Dagli Stati Uniti all’Abruzzo. A bussare alla porta di Acciaierie d’Italia è anche Renexia, società controllata dalla Toto Holding, attiva nel settore delle energie rinnovabili. Aveva già valutato Taranto per la realizzazione di alcune turbine eoliche di elevata potenza da posizionare in un parco galleggiate da 2,8 GW al largo di Trapani. Alla fine Vasto, in provincia di Chieti, ha avuto la meglio. Ma la società ha comunque scelto di puntare 5 miliardi su alcuni impianti ancillari dell’ex Ilva. Il gruppo si candida infatti a progettare, realizzare e gestire una centrale termoelettrica, una carpenteria metallica, un rigassificatore e un impianto di produzione Dri (Direct Reduced Iron) per la produzione di acciaio “green”, in linea con il piano di decarbonizzazione che vorrebbe mettere a terra il governo Meloni.
Lo spezzatino di Ilva si avrebbe anche con l’offerta di Industrie Metalli Cardinale (IMC) e il gruppo Marcegaglia, interessati solamente a Socova, società francese controllata da Acciaierie d’Italia. La stessa Marcegaglia, insieme a Sideralba, ha presentato un’altra offerta per accaparrarsi Adi Tubiforma, produttrice di profilati in ferro con stabilimento a Salerno, su cui punta anche il produttore Car Srl, altro offerente della lista. L’holding metallurgico lombardo è presente in un’altra cordata, questa volta con altri due nomi legati all’acciaio, il produttore Profilmec e il gruppo Eusider, che puntano all’acciaieria di Racconigi.
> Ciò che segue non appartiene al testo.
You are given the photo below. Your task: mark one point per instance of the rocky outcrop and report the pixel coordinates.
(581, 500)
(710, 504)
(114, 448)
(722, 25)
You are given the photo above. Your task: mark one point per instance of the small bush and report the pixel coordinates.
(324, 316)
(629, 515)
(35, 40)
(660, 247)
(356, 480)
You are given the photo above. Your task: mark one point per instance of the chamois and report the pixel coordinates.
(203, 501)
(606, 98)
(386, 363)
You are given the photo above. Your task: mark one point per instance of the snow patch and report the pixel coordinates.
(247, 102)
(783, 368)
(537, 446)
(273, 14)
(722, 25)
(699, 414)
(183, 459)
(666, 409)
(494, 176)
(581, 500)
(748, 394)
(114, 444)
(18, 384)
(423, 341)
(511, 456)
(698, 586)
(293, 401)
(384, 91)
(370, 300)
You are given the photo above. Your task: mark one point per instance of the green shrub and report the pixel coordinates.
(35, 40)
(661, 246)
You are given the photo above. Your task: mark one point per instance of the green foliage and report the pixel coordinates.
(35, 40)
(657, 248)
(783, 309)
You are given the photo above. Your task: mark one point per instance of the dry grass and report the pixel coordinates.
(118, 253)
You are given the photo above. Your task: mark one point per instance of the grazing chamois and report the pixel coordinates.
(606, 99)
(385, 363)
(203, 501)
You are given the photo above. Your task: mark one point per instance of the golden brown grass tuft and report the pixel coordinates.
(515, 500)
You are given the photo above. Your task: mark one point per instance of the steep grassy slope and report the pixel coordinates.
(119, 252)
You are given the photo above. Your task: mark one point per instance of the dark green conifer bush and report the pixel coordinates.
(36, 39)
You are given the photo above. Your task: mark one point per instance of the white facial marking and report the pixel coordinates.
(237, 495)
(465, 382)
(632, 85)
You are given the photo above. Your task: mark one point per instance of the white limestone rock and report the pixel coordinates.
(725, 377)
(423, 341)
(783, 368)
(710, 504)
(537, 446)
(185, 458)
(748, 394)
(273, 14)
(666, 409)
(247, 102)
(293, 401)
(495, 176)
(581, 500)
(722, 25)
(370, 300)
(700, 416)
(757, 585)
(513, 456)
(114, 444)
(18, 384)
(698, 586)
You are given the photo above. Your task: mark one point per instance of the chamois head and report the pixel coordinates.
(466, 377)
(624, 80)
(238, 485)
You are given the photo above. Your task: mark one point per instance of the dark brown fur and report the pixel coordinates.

La stessa Eusider compare poi in un’altra offerta firmata insieme a Trans Isole, specializzata in trasporti, relativa all’impianto di Marghera.
La parola ora passa ai commissari di gara, che valuteranno le proposte dando priorità a quelle totalitarie dei due americani, come sottolineato dallo stesso ministro del Made in Italy Adolfo Urso.